Anotó mi número de teléfono de la residencia estudiantil y se ofreció para tomar contacto con el especialista. Me dijo que, mientras tanto, tal vez sería más humanitario no entusiasmar a mi amigo hablándole de posibilidades inciertas. Se despidió de mí, esperando que éste no fuese, empero, un adiós definitivo.

Nuevamente solo, reflexioné acerca de lo poco que había aprendido en la vida. Al jefe de administración, el único hombre que había captado la magnitud de la tragedia y que además estaba en condiciones de ayudar, lo había juzgado por su tosquedad... como si no tuviera suficientes ejemplos de almas bondadosas enmascaradas detrás de una apariencia física chocante. Esto sólo contribuyó a intensificar el nuevo sentimiento de ternura que me inspiraba.
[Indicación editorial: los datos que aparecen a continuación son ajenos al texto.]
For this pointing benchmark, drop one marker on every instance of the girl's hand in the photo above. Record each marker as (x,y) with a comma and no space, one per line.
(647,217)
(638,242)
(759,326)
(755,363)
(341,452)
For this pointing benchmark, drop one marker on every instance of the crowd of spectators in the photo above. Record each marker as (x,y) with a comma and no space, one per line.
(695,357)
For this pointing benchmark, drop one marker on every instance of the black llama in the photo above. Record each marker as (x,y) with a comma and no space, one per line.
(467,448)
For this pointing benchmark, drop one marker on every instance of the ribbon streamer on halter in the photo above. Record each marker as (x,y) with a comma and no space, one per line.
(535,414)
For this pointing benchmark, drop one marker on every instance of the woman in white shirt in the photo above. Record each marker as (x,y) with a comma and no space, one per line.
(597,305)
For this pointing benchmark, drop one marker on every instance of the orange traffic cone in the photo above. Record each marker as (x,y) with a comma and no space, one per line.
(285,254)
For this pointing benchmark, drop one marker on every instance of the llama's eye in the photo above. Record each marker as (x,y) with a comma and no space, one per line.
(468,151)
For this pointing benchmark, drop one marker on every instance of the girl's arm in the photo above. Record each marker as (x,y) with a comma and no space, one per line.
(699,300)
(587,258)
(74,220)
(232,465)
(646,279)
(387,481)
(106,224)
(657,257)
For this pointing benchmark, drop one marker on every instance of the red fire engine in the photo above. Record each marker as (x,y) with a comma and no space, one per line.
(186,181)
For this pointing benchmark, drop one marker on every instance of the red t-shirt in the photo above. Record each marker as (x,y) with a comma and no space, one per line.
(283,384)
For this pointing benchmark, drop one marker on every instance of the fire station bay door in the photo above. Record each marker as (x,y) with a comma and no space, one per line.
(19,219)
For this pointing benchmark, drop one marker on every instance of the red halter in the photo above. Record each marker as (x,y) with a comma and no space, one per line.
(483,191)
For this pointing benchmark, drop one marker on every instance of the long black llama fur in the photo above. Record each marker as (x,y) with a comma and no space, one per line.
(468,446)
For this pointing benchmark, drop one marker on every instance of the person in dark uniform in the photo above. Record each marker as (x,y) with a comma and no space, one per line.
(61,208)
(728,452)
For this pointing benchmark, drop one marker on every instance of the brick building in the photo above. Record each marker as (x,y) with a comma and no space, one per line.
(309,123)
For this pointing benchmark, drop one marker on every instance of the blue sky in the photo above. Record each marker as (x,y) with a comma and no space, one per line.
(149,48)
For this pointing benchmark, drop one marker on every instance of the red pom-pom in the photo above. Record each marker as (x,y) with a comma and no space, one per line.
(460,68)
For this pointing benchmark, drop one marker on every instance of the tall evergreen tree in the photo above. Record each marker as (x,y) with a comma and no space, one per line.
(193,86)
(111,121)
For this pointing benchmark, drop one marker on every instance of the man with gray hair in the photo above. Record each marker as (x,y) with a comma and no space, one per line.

Aliosha salió de la sesión, bromeando con una enfermera que aparentemente era más hábil para bajar los calzoncillos que para subirlos. Le llevé a almorzar en el café de la decimoquinta planta del Hotel Moscú, donde habíamos celebrado nuestro banquete del equinoccio invernal. Al mirar a los peatones que corrían abajo, envueltos en sus bufandas, me sentí aún más exaltado y feliz. Durante toda la tarde le vi como a un paciente que ha superado su crisis. Si podía convertirme en el intermediario capaz de conseguir al especialista que lo curaría, nunca volvería a sentirme traicionado por la Providencia. Esa coyuntura feliz bastaría para explicar por qué estaba yo en Moscú: para justificar mi existencia.